I have had this question so many times I figured I would write an article about it, how to calculate what your Virtual SAN datastore size should be? Ultimate this determines which kind of server hardware you can use, which disk controller you need and which disks… So it is important that you get it right. I know the VMware Technical Marketing team is developing collateral around this topic, when that has been published I will add a link here. Lets start with a quote by Christian Dickmann one of our engineers as it is the foundation of this article:
In Virtual SAN your whole cluster acts as a hot-spare
Personally I like to work top-down, meaning that I start with an average for virtual machines or a total combined number. Lets take an example to go through the exercise, makes it a bit easier to digest.
Lets assume the average VM disk size is 50GB. On average the VMs have 4GB of memory provisioned. And we have 100 virtual machines in total that we want to run on a 4 host cluster. Based on that info the formula would look something like this:
(total number of VMs * average VM size) + (total number of VMs * average VM memory size) = total capacity required
In our case that would be:
(100 * 50GB) + (100 * 4GB) = 5400 GB
So that is it? Well not really, like every storage / file system there is some overhead and we will need to take the “failures to tolerate” in to account. If I set my “failures to tolerate” to 1 than I would have 2 copies of my VMs, this means I need 5400 GB * 2 = . Personally I also add an additional 10% in disk capacity to ensure we have room for things like: meta data, log files, vmx files and some small snapshots when required. Note that VSAN by default provisions all VMDKs as thin objects (note that swap files are thick, Cormac explained that here), so there should be room available regardless. Better safe than sorry though. This means that 10800 GB actually becomes 11880 GB. I prefer to round this up to 12TB. The formula I have been using thus looks as follows:
(((Number of VMs * Avg VM size) + (Number of VMs * Avg mem size)) * FTT+1) + 10%
Now the next step is to see how you divide that across your hosts. I mentioned we would have 4 hosts in our cluster. We have two options, we create a cluster that can re-protect itself after a full host failure or we create cluster that cannot.
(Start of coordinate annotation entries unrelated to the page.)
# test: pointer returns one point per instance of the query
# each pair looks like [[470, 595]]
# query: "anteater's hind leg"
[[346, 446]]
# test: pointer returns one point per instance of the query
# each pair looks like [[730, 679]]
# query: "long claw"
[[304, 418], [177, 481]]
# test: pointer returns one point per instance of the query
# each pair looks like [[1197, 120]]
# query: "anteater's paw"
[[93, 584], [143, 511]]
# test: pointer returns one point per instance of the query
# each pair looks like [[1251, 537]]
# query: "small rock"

Just to clarify, in order to have 1 host of spare capacity available we will need to divide the total capacity by 3 instead of 4. Lets look at those two options, and what the impact is:
- 12TB / 3 hosts = 4TB per host (for each of the 4 hosts)
- Allows you re-protect (sync/mirror) all virtual machine objects even when you lose a full host
- All virtual machines will maintain availability levels when doing maintenance
- Requires an additional 1TB per host!
- 12TB / 4 hosts = 3TB per host (for each of the 4 hosts)
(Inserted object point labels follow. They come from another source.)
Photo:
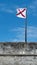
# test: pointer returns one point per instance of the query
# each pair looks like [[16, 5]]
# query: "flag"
[[21, 12]]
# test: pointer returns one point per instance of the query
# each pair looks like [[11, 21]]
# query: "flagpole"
[[26, 31]]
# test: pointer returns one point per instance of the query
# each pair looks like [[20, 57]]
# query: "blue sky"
[[12, 28]]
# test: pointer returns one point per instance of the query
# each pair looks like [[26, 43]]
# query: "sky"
[[12, 28]]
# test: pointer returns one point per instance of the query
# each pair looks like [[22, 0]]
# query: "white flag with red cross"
[[21, 12]]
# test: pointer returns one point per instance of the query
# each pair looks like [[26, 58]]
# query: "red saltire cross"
[[21, 12]]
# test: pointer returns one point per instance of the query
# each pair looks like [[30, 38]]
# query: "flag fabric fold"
[[21, 12]]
- If all disk space is consumed, when a host fails virtual machines cannot be “re-protected” as there would be no capacity to sync/mirror the objects again
- When entering maintenance mode data availability cannot be maintained as there would be no room to sync/mirror the objects to another disk
Now if you look at the numbers, we are talking about an additional 1TB per host. With 4 hosts, and lets assume we are using 2.5″ SAS 900GB Hitachi drives that would be 4 additional drives, at a cost of around 1000 per drive. When using 3.5″ SATA drives the cost would be a lot lower even. Although this is just a number I found on the internet it does illustrate that the cost of providing additional availability could be small. Prices could differ though depending on the server brand used. But even at double the cost, I would go for the additional drive and as such additional “hot spare capacity”.
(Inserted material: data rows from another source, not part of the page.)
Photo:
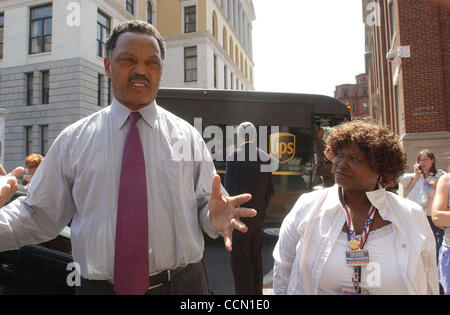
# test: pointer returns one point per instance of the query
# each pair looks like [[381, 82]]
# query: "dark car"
[[38, 269]]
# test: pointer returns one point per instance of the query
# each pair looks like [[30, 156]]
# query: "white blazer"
[[310, 231]]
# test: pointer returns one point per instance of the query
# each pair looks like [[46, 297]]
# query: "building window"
[[130, 6], [392, 16], [214, 21], [365, 108], [28, 140], [231, 47], [190, 64], [225, 78], [109, 91], [2, 27], [45, 86], [40, 29], [44, 139], [149, 12], [190, 24], [215, 71], [99, 89], [225, 39], [30, 83], [103, 29]]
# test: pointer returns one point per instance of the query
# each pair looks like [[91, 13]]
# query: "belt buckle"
[[159, 284]]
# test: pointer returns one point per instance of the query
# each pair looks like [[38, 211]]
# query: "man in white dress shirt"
[[79, 178]]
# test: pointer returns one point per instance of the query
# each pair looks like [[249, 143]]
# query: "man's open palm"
[[225, 212]]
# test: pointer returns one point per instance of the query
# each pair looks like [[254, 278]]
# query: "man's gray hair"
[[136, 26]]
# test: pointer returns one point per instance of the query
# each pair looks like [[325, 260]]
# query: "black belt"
[[158, 279]]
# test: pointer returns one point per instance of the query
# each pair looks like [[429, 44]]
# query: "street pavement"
[[219, 268]]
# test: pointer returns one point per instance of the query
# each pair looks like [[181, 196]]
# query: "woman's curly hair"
[[380, 146]]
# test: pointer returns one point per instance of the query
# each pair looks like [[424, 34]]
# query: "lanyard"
[[353, 241], [358, 244]]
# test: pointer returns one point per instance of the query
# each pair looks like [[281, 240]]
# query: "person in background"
[[243, 174], [32, 162], [10, 186], [357, 221], [440, 213], [322, 168], [422, 187]]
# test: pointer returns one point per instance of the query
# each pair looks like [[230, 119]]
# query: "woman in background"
[[441, 217], [422, 187]]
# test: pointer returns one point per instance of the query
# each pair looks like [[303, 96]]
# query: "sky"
[[307, 46]]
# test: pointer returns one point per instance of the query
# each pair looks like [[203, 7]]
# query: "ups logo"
[[282, 146]]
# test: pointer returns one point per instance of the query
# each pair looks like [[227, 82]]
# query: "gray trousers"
[[192, 280]]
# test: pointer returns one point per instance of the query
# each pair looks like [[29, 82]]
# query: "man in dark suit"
[[243, 173]]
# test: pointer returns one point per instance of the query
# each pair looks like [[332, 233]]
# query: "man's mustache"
[[138, 77]]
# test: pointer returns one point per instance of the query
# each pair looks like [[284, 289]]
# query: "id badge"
[[358, 257]]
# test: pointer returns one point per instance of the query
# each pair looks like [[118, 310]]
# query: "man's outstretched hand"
[[8, 189], [224, 212]]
To make life a bit easier I created a calculator. I hope this helps everyone who is looking at configuring hosts for their Virtual SAN based infrastructure.
Duncan in your first example:
6TB / 3 hosts = 2TB per host should it be:
6TB / 4 hosts = 2TB instead?
Duncan Epping says
Depends on how you look at it indeed, I took 1 host out of the equation hence I say divide by 3 instead of 4.
Looking at the long enough I realized that was what you were doing, I wrote up this quick formula from yours above (probably can be improved on) that I can go forward and backward to determine the best fit for a cluster.
X = (total number of VMs * average VM size) + (total number of VMs * average VM memory size) + 10%
Where X is total capacity required
The Per Host calculation:
Storage per Host Size = (x + (x / (total number of hosts))) / (total number of hosts)
Storage per Host Size = x / (total number of hosts)
Duncan Epping says
please note I made a change to the article. Somehow during editing I forgot to add a section about “failures to tolerate” which means the equation was incorrect.
Doug Baer says
Unless I am missing something, this calculation does not seem to take into account any redundancy (VSAN replicas). So, if the average size of my machine is 54 GB (including the average swap file), and I want to maintain 1 replica — if I need VSAN to “re-protect,” I need the blocks somewhere so that that can happen — I will need 108 GB space per VM, right?
Duncan Epping says
Yes, I noticed Doug. I left out a whole paragraph when I copied it over… Stupid from me. I now incorporated it in to the article.